CHAPITRE X
Réglus rejoignit hâtivement l’astronef. Il gravit les échelons métalliques et, lorsqu’il pénétra dans la cabine centrale, il haletait. Jamais il n’avait connu un tel moment d’anxiété, de panique.
— Vite, Conor, décollons !
Il se précipita sur la fermeture automatique du sas. Les écrans extérieurs montrèrent, à travers le brouillard, une multitude de lumières qui approchaient.
Conor enfonça la touche du départ. L’engin tournoya sur lui-même, à vive allure, puis il s’éleva lentement de terre. Il traversa les épais feuillages des arbres, brisant des branches, et se catapulta dans l’espace.
Réglus s’effondra sur un siège.
— Héphar est aux mains des habitants de S.03. ! gémit-il.
— Tu as reconnu Joe Maubry et Joan Wayle, parmi les hommes en combinaisons étanches ? demanda Irès.
— Non. Tout s’est passé rapidement. Nous ne soupçonnions pas la présence proche des Terriens. Brusquement, ils se sont jetés sur nous, et comme ils possèdent une force physique supérieure à la nôtre, nous avons été très vite maîtrisés. Je ne sais pas comment j’ai réussi à m’échapper. J’ai vu Héphar, au sol, maintenu par plusieurs adversaires.
Le promoteur du Plan resta froid, apparemment. En réalité, cet échec le vexait et l’inquiétait. Il n’aurait pas cru que les habitants de S.03 riposteraient aussi énergiquement. Sans aucun doute, Joe Maubry et Joan Wayle dirigeaient les opérations et l’on en revenait toujours à la même obsession. Si Osteh n’avait pas suggéré d’utiliser les deux Terriens, les événements se seraient probablement passés différemment.
— La faute ne vous incombe pas, Réglus. Mais à moi, à moi seul. J’aurais dû prévoir ce qui est arrivé.
— Comment deviner le plan des Terriens ?
— En multipliant les précautions. Notre trop grande facilité d’action nous a conduits jusqu’à l’imprudence. En définitive, nous ne pensons pas aux choses les plus simples, parce que notre esprit, chargé de technique, a oublié la simplicité.
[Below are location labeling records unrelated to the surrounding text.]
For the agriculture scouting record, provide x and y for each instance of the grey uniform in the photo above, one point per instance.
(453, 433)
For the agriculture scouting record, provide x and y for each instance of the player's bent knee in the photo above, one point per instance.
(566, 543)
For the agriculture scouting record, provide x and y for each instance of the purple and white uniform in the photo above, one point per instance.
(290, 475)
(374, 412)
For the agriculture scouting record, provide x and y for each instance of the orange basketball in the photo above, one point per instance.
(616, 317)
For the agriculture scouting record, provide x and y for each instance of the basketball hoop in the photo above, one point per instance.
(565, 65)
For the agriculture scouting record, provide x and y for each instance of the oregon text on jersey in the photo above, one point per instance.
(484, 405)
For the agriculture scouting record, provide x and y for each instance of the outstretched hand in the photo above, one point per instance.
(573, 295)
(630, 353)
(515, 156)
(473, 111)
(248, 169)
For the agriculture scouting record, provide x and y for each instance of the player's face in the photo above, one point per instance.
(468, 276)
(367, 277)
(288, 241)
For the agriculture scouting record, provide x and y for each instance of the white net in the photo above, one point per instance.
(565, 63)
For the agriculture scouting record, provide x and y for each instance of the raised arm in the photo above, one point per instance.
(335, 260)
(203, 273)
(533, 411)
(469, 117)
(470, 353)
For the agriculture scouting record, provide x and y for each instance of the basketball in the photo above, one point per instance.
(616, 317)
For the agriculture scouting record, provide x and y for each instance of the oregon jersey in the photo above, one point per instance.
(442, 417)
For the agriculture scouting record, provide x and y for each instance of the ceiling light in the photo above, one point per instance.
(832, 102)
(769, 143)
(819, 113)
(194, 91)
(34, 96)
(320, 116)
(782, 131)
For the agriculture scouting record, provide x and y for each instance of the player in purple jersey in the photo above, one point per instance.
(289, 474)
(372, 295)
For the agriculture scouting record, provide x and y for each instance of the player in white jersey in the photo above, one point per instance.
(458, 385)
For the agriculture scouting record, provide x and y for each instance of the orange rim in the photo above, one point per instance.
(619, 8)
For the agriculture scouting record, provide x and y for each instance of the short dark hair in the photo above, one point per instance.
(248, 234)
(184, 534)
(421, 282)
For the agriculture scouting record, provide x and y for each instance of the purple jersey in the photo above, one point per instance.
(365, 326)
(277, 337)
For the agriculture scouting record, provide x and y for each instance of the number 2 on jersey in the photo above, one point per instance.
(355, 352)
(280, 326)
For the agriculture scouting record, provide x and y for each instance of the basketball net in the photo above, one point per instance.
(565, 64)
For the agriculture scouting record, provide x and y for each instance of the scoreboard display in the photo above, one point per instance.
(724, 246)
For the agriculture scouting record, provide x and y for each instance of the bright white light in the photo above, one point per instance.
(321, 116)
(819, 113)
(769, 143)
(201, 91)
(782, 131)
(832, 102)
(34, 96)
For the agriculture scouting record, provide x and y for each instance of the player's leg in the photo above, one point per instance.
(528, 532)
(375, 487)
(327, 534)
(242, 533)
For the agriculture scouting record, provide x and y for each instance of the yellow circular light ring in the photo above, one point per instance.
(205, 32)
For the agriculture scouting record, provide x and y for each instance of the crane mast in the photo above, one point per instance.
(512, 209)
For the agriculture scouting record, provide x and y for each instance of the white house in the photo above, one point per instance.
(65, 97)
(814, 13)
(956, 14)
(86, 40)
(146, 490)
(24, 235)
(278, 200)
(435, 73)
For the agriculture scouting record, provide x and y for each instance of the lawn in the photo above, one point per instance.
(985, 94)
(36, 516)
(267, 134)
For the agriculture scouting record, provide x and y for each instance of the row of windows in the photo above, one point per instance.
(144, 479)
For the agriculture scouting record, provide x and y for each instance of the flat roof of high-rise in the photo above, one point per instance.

Conor dirigea l’astronef vers la Lune. Lorsqu’il débarqua à la base, avec un demi-chargement d’implants, Osteh comprit immédiatement qu’il se passait quelque chose. D’ailleurs, l’absence de Héphar était flagrante.
— Venez dans mon bureau, Conor.
Celui-ci sentit qu’il perdait de son prestige auprès du chef de la base, et même de ses collaborateurs. Il tenta de redresser la situation, lorsqu’il fut seul avec Osteh.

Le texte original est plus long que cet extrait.